Ele também não permite a abertura antecipada de lojas menores. O VfGH considera a própria Lei Covid-19 constitucional, conforme anunciou na quarta-feira.

Regulamento de saída de Corona e regulamento de 400m2 ilegal

O Tribunal Constitucional decidiu sobre a restrição de saída de Corona e o fechamento de empresas: A lei Covid-19 é constitucional nesses pontos, incluindo a eliminação de compensação para lojas fechadas e instalações comerciais. Mas o decreto sobre a proibição de saída era tão (parcialmente) ilegal quanto aquele com a abertura parcial dos negócios em 14 de abril.

Leia também: “A lei de epidemias é apenas uma solução de emergência”

Essas portarias do ministro da Saúde, Rudolf Anschober (Verdes), não entraram em vigor desde o final de abril. Mas o Tribunal Constitucional também declarou expressamente que as disposições sobre as restrições de saída “já não são aplicáveis” – por exemplo, em processos penais administrativos em curso.

Foram examinadas especificamente e consideradas ilegais aquelas – contestadas de forma admissível – partes da Portaria Schober que só permitem a entrada em espaços públicos e o uso de transporte público pelas quatro razões de trabalho profissional, ajuda, recados urgentes, passeios (sozinho ou com membros da família). Segundo o Tribunal Constitucional, a obrigação de apresentar motivos credíveis para a entrada em espaços públicos em casos excepcionais durante a fiscalização policial ultrapassou os limites fixados por lei.

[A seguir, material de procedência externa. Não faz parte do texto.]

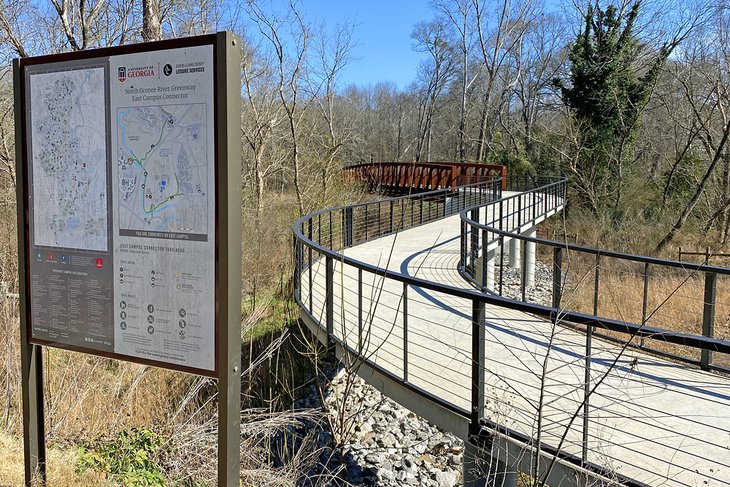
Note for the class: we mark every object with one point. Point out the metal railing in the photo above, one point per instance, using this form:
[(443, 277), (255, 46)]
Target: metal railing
[(580, 278), (383, 314), (419, 176)]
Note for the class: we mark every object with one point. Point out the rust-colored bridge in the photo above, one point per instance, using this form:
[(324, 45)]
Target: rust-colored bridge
[(423, 176)]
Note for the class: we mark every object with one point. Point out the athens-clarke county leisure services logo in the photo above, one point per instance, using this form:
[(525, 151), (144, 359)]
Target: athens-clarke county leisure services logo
[(140, 72)]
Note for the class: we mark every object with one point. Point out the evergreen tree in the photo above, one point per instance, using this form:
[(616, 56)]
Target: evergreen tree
[(607, 96)]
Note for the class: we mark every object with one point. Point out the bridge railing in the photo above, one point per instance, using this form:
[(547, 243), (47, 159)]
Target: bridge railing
[(423, 176), (411, 329), (650, 293)]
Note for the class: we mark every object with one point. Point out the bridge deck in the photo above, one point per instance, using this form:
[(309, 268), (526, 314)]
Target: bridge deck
[(649, 419)]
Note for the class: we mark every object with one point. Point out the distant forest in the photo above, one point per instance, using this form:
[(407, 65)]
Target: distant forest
[(627, 98)]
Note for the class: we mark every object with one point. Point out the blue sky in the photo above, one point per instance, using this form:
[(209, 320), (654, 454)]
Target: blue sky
[(383, 50)]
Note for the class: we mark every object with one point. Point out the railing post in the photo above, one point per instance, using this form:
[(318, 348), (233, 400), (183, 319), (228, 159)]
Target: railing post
[(596, 284), (309, 257), (391, 217), (557, 276), (298, 270), (421, 211), (380, 220), (462, 246), (477, 366), (359, 310), (348, 227), (501, 262), (405, 332), (587, 392), (645, 300), (485, 265), (329, 299), (708, 316), (475, 239)]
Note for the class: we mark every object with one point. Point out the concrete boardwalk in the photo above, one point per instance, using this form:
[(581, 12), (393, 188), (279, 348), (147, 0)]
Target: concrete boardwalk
[(649, 419)]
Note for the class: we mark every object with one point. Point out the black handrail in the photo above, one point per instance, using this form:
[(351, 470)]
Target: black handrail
[(305, 244)]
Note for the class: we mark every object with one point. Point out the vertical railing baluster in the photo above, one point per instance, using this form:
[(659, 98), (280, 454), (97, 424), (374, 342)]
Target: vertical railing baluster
[(380, 220), (329, 299), (596, 284), (391, 217), (421, 211), (477, 366), (309, 251), (523, 281), (367, 222), (484, 269), (462, 246), (359, 310), (557, 276), (501, 262), (475, 241), (405, 332), (708, 316), (645, 299), (587, 393)]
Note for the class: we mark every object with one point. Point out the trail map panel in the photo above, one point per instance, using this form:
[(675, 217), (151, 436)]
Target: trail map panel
[(120, 164), (69, 158), (163, 169), (164, 225)]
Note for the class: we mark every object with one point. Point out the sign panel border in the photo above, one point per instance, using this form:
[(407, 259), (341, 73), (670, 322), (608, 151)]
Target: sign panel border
[(225, 196)]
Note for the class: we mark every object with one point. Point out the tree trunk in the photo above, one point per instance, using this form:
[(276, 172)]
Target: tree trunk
[(151, 27)]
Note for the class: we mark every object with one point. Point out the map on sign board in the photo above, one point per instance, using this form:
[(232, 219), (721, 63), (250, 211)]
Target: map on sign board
[(69, 159), (163, 168)]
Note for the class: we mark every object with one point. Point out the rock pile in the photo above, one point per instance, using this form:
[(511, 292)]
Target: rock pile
[(540, 293), (385, 444)]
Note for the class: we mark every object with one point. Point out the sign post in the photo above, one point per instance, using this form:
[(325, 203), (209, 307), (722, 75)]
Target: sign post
[(129, 217)]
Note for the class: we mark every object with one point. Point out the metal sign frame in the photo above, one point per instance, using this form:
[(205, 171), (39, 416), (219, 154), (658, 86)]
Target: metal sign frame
[(226, 137)]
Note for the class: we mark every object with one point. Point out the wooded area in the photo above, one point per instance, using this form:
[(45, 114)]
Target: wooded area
[(627, 98)]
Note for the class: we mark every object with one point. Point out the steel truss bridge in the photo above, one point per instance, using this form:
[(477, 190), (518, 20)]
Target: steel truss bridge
[(563, 364)]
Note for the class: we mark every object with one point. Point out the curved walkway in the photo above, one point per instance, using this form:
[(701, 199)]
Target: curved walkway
[(650, 420)]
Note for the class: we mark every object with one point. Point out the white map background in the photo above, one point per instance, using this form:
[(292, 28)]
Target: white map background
[(68, 137), (163, 165)]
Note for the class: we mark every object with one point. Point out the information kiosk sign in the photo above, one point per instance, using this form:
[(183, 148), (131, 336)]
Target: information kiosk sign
[(129, 202)]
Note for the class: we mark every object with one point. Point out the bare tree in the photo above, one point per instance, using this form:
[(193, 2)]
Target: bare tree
[(435, 73), (499, 29), (291, 61)]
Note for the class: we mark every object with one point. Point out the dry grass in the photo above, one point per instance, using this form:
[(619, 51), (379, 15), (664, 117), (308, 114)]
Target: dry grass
[(61, 467), (675, 299)]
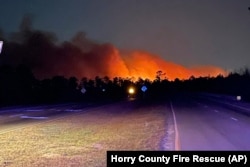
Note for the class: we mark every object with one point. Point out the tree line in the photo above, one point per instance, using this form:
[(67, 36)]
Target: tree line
[(19, 86)]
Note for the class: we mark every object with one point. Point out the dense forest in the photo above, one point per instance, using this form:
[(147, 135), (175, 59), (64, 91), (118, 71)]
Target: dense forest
[(19, 86)]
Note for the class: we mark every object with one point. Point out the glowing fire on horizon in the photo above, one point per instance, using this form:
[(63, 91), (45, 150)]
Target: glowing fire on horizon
[(139, 64)]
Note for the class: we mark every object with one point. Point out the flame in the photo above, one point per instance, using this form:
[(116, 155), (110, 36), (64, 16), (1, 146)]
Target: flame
[(140, 64)]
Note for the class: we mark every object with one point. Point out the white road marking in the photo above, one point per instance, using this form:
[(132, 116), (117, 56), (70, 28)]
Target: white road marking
[(33, 110), (72, 110), (235, 119), (177, 141), (25, 117), (16, 115)]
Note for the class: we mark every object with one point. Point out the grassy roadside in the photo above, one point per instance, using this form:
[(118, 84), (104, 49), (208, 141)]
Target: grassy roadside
[(82, 140)]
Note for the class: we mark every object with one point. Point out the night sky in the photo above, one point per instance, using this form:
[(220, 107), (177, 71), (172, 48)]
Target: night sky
[(189, 33)]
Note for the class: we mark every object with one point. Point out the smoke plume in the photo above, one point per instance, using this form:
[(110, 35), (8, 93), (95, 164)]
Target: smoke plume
[(83, 57)]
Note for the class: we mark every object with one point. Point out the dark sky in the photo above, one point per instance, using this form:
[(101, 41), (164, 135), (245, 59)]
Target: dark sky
[(188, 32)]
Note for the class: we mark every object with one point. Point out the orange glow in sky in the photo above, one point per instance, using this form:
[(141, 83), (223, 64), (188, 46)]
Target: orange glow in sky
[(145, 65)]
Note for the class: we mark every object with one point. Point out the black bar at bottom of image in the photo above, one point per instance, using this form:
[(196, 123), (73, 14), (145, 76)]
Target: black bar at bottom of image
[(178, 158)]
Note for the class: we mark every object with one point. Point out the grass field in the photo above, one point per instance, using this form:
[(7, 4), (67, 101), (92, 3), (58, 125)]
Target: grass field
[(83, 139)]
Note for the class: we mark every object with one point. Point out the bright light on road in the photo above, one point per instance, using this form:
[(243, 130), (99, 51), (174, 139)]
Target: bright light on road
[(131, 90), (1, 45)]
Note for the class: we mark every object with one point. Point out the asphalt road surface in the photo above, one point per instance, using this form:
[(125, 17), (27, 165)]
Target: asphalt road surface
[(196, 122), (205, 122)]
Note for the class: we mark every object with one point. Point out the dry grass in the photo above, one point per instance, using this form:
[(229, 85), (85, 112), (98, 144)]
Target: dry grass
[(82, 140)]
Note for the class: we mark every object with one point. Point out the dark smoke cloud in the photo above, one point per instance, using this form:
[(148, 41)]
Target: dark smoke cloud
[(83, 57), (40, 51)]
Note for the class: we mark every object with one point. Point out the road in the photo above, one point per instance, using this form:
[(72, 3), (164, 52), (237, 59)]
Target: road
[(209, 123), (195, 122)]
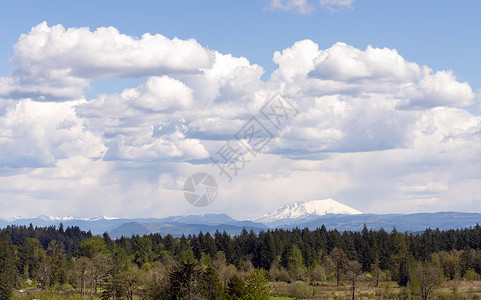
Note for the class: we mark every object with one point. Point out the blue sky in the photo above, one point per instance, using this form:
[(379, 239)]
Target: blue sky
[(440, 34), (388, 95)]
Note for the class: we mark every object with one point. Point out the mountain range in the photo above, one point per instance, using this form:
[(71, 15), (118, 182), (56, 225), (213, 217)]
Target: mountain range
[(311, 214)]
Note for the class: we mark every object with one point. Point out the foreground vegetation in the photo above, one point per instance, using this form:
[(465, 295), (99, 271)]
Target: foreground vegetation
[(53, 263)]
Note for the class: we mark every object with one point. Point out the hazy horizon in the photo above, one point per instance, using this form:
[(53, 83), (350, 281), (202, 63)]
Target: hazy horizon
[(367, 103)]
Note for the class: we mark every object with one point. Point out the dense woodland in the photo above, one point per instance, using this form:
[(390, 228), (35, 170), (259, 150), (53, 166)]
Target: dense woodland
[(219, 266)]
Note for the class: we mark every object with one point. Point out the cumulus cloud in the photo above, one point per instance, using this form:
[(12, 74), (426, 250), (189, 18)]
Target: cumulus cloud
[(334, 5), (343, 69), (35, 134), (306, 7), (52, 62), (303, 7), (373, 129)]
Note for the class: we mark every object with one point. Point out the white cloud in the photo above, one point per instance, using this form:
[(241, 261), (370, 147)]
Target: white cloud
[(57, 63), (374, 130), (334, 5), (34, 134), (303, 7), (306, 7)]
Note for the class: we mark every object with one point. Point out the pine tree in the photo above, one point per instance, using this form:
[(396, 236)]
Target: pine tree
[(7, 267), (256, 288)]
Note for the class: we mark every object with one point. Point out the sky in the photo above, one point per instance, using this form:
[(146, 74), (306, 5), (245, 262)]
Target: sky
[(108, 107)]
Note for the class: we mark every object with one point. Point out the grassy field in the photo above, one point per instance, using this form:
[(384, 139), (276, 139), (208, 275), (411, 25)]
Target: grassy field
[(301, 290), (367, 290)]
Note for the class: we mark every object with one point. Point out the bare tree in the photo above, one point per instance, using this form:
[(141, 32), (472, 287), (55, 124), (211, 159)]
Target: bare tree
[(340, 260), (353, 270)]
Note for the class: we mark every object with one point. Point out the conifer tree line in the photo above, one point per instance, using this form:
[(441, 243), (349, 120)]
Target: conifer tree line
[(220, 266)]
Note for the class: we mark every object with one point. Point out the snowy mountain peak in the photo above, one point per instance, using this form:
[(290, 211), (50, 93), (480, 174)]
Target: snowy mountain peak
[(301, 210)]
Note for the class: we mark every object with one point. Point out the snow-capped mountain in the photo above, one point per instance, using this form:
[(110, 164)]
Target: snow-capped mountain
[(306, 210)]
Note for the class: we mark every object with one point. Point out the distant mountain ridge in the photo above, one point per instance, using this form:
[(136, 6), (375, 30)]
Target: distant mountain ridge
[(311, 214), (304, 211), (116, 227)]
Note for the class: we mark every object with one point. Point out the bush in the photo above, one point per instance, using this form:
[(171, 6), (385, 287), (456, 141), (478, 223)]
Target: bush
[(302, 290)]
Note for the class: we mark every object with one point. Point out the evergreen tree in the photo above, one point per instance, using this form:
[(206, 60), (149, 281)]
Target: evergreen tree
[(256, 288), (7, 267)]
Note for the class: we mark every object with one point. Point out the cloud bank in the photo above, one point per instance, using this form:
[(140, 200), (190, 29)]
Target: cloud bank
[(374, 131)]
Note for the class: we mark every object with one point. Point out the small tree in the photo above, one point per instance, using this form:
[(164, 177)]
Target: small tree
[(428, 278), (340, 260), (236, 288), (7, 267), (353, 270), (211, 286), (256, 288)]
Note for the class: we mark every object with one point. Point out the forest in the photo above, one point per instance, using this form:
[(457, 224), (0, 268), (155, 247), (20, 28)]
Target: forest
[(68, 263)]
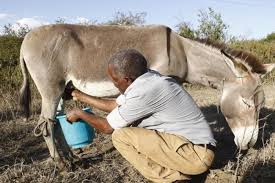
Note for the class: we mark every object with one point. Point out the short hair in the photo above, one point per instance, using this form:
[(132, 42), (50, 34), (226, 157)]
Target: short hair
[(128, 63)]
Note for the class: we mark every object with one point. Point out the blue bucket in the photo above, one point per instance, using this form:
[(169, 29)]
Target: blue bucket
[(78, 134)]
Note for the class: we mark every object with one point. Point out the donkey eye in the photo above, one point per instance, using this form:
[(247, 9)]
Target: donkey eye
[(247, 103)]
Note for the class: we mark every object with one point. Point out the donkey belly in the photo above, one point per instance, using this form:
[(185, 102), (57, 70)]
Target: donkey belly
[(102, 88)]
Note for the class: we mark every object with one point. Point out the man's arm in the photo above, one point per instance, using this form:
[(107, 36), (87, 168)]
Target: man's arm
[(99, 123), (106, 105)]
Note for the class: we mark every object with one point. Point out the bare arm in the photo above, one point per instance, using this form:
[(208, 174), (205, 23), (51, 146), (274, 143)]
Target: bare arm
[(99, 123), (106, 105)]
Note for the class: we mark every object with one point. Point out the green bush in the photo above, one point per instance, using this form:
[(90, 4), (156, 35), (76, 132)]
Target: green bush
[(10, 74), (264, 50)]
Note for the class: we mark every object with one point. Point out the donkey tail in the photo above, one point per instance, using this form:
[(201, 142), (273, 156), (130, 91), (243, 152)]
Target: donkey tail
[(25, 93)]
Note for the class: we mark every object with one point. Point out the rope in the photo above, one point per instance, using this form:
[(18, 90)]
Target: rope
[(42, 127)]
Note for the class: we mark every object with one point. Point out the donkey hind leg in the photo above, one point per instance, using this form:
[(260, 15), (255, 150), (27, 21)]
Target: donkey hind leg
[(48, 119), (52, 136), (60, 138)]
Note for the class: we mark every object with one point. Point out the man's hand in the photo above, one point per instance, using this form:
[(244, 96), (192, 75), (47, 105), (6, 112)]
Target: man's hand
[(74, 115), (67, 95), (76, 94)]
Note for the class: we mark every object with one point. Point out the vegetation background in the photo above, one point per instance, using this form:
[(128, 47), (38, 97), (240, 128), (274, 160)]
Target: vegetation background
[(18, 146)]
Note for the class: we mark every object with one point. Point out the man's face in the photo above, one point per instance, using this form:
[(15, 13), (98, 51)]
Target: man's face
[(121, 83)]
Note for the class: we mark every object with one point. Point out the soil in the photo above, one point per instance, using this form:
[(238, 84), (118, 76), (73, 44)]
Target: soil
[(25, 158)]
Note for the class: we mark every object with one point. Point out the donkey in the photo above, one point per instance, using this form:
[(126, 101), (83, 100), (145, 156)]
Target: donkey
[(57, 54)]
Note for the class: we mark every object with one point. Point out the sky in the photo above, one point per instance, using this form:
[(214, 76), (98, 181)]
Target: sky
[(250, 19)]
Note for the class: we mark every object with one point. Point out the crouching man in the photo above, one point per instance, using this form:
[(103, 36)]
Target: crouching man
[(155, 124)]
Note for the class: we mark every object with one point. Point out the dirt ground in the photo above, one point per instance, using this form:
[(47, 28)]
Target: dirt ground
[(24, 157)]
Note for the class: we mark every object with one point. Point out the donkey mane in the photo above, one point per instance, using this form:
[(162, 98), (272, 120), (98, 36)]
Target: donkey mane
[(248, 58)]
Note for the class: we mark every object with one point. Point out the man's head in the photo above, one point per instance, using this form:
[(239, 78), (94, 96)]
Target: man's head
[(125, 66)]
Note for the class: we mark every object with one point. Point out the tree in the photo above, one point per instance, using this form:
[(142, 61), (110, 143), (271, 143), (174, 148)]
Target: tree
[(211, 26), (185, 30), (270, 37), (60, 20), (129, 18), (20, 31)]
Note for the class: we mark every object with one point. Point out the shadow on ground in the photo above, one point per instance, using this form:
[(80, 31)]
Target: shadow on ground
[(260, 173), (226, 149)]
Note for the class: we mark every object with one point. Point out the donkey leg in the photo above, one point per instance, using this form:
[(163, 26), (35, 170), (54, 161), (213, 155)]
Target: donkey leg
[(48, 114), (60, 138)]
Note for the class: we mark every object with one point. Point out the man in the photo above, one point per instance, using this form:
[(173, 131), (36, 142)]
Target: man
[(172, 139)]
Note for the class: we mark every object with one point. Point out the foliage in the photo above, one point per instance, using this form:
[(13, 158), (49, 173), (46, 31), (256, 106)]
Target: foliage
[(270, 37), (60, 20), (264, 50), (185, 30), (129, 18), (211, 26), (21, 31), (9, 61)]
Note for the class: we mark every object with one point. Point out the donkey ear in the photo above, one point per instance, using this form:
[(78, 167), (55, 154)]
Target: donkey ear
[(269, 68)]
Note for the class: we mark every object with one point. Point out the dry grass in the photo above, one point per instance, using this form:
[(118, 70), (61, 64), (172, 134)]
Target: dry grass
[(23, 157)]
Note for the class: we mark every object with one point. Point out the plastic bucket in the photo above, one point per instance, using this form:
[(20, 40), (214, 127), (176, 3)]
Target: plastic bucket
[(78, 134)]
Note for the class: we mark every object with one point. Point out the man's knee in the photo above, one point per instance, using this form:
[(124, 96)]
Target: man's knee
[(119, 136)]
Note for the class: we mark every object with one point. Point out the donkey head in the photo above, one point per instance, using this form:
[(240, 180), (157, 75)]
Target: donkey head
[(243, 97)]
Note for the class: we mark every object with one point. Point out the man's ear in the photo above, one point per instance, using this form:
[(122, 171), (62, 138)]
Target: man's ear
[(269, 68)]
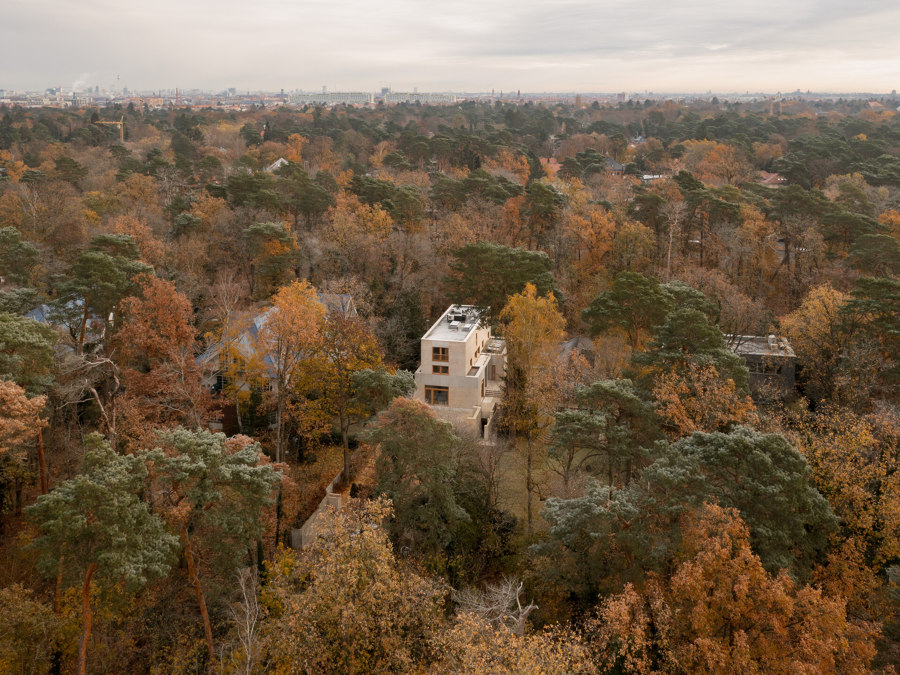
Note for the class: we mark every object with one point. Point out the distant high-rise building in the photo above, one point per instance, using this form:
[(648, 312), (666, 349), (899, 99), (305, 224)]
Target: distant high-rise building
[(334, 98)]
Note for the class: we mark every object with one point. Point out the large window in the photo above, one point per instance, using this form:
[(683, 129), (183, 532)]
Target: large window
[(437, 395)]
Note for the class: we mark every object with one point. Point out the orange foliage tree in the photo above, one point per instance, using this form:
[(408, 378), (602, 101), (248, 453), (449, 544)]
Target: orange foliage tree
[(700, 400), (155, 349), (721, 612)]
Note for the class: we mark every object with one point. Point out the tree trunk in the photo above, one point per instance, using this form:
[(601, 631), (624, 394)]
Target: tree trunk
[(57, 592), (198, 591), (86, 616), (279, 430), (345, 439), (528, 483), (42, 465), (83, 328)]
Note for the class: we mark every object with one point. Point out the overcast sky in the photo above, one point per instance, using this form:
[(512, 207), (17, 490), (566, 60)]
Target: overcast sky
[(457, 45)]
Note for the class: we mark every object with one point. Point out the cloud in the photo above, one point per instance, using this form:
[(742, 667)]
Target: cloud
[(567, 45)]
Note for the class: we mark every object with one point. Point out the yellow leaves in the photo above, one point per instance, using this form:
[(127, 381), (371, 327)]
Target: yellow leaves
[(474, 646), (11, 210), (295, 145), (350, 219), (721, 612), (857, 468), (15, 169), (716, 163), (19, 416), (346, 604), (208, 209), (701, 400), (151, 249), (814, 327), (515, 164)]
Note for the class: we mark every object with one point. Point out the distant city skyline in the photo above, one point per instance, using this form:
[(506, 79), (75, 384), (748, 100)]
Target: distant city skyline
[(460, 45)]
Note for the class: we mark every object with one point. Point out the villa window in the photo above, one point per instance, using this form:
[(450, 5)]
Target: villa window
[(437, 395)]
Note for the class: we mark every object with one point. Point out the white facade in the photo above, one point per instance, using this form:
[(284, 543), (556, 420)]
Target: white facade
[(417, 97), (461, 371)]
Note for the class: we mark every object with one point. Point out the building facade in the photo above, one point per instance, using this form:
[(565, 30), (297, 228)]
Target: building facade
[(770, 360), (461, 371)]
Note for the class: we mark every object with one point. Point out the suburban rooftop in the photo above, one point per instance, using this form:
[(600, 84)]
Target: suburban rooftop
[(760, 345), (455, 324)]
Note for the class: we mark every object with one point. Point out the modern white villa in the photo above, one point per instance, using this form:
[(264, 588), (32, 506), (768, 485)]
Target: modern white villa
[(462, 371)]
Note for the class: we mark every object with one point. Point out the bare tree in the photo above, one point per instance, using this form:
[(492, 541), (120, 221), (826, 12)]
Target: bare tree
[(500, 604), (246, 615)]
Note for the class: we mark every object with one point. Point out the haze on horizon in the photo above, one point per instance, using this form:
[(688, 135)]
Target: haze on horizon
[(459, 45)]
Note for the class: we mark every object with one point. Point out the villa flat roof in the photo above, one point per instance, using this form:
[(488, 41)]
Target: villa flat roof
[(761, 345), (455, 325)]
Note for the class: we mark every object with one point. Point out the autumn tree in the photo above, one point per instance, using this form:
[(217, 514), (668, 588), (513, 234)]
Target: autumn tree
[(873, 314), (213, 496), (18, 259), (346, 603), (487, 275), (346, 346), (634, 303), (20, 424), (629, 426), (471, 644), (700, 400), (722, 612), (533, 329), (424, 469), (95, 525), (272, 250), (816, 331), (291, 333), (99, 279), (32, 634), (26, 352), (155, 346), (688, 337)]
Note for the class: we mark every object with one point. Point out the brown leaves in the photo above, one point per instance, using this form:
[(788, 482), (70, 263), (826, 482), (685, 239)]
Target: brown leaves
[(721, 612), (19, 416), (701, 400)]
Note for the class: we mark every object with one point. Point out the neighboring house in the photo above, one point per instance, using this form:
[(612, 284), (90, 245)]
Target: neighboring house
[(582, 346), (771, 179), (244, 342), (67, 318), (770, 360), (277, 164), (614, 168), (462, 371), (550, 166)]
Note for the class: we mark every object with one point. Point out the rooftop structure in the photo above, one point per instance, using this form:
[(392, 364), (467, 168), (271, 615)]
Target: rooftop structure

O Tribunal de Justiça considera o fato de que o Covid 19 Measures Act, aprovado em março, “minou” o Epidemic Act e, portanto, o pedido de indenização por negócios oficialmente encerrados é constitucional. Não viola o direito fundamental à integridade da propriedade ou o princípio da igualdade, como várias empresas argumentaram em seus pedidos.

O VfGH, no entanto, revogou retroativamente a portaria que permitia que certas lojas fossem reabertas após a Páscoa – meados de abril. É um tratamento desigual objetivamente injustificado que lojas com menos de 400 m2 de área de vendas e superlojas de bricolagem e centros de jardinagem sejam geralmente autorizados a reabrir, mas a proibição de entrada para todas as outras lojas maiores continua a ser aplicada até 30 de abril, o Tribunal Constitucional concordou que as empresas estavam certas portanto, voltou-se para ele.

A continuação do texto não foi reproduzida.